Plaintiffs sought wages for unpaid labor, return of looted art, restitution of bank accounts and other assets, and the restoration of their human dignity.

Two cases ended up in the United States Supreme Court. One, in which an elderly refugee mounted a lawsuit to recover family artwork seized by the Nazis, got a Hollywood ending. In “Woman in Gold,” Ryan Reynolds helps Helen Mirren sue Austria to recover a painting by Gustav Klimt.

Most cases did not follow the Hollywood script. Plaintiffs generally lost, either because the claims were too old or already resolved by postwar treaties.

Jews await deportation from French internment camp Rivesaltes to Nazi concentration camps in Poland, 1942. United States Holocaust Memorial Museum, courtesy of Friedel Bohny-Reiter

Selective leadership

But that did not dispel the pressure from Jewish organizations or human rights activists to provide reparations.

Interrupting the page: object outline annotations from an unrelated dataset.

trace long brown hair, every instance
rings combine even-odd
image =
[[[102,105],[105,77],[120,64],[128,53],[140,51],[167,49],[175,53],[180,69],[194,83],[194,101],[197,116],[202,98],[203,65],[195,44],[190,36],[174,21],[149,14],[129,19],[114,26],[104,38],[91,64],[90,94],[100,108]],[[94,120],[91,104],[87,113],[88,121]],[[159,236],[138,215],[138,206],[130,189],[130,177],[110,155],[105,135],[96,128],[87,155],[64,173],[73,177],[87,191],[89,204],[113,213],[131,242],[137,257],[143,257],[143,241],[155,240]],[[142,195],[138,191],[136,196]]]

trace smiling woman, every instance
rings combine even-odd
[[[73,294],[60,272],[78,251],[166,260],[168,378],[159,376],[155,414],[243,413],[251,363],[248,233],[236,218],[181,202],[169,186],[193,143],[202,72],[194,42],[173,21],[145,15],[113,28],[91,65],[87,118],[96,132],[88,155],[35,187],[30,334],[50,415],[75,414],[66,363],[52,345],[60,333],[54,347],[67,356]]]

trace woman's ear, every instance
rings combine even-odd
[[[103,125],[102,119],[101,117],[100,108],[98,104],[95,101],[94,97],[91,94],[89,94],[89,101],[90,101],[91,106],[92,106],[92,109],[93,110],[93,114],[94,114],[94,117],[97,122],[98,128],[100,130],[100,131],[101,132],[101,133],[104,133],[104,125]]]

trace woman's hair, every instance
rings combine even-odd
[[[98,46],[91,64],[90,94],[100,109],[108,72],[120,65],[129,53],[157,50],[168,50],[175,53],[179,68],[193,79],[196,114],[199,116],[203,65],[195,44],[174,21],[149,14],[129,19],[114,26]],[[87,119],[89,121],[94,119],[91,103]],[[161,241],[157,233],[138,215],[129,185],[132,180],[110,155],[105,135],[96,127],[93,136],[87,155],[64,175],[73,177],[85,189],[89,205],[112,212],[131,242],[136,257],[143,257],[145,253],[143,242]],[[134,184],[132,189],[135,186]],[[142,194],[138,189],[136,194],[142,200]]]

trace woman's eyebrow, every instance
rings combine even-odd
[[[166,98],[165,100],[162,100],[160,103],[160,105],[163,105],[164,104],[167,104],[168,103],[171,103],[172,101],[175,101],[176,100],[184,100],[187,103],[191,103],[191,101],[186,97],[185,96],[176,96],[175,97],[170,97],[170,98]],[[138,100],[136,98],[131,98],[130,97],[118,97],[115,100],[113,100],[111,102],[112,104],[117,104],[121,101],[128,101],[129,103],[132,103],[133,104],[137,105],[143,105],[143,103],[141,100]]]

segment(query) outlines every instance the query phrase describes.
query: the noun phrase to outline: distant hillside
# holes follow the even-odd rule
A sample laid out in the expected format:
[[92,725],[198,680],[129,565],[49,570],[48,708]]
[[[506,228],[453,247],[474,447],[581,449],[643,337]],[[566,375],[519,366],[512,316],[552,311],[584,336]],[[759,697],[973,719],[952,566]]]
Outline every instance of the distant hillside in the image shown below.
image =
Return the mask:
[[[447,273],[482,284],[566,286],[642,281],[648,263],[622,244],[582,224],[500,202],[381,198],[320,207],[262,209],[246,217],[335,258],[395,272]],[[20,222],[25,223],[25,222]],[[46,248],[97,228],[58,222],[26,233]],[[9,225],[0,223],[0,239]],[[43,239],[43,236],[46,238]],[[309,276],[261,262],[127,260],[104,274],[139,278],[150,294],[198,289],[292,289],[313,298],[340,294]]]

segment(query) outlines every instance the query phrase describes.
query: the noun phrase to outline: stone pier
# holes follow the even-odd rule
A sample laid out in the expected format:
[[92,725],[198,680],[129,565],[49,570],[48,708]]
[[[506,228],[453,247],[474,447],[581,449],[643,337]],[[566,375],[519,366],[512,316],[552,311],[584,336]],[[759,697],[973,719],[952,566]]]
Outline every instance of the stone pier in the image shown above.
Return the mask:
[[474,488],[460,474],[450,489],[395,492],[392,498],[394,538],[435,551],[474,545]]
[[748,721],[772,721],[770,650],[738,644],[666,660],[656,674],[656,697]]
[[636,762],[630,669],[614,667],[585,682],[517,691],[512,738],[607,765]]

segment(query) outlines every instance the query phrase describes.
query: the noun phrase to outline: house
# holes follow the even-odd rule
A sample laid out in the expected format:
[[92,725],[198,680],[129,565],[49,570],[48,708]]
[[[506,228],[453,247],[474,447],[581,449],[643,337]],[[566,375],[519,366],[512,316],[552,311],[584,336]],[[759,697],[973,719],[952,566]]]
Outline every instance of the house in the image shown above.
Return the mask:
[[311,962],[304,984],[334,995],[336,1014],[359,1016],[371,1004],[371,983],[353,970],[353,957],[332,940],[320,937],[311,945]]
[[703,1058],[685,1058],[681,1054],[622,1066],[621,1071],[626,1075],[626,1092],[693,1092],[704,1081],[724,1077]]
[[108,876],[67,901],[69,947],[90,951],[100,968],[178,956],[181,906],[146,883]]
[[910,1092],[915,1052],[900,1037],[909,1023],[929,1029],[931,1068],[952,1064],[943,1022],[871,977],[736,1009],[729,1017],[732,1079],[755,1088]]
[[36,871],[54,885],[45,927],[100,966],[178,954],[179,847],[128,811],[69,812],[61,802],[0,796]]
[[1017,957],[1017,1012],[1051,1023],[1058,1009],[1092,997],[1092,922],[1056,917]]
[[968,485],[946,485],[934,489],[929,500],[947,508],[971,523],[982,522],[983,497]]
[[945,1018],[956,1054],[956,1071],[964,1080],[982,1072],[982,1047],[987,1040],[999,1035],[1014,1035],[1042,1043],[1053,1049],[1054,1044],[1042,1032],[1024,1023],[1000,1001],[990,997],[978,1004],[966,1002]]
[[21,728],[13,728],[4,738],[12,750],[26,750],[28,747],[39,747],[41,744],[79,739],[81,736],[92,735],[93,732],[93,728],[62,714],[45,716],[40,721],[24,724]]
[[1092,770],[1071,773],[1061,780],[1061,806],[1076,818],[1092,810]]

During President Bill Clinton’s second term (1996-2000), the U.S. government, led by Ambassador Stuart Eizenstat, worked with European allies to craft international agreements and reparations mechanisms.

Germany set up a $5 billion fund to compensate wartime forced laborers and slave laborers, and to support projects on history and human rights.

Later, the State Department set up additional programs, including the 2016 Holocaust Deportation Claims Program. The French government still runs the Commission for Reparations of Victims of Spoliation, established in 1999 to process claims about seized property and art.

In East Asia, survivors of World War II human rights abuses have had their day (decades, actually) in court.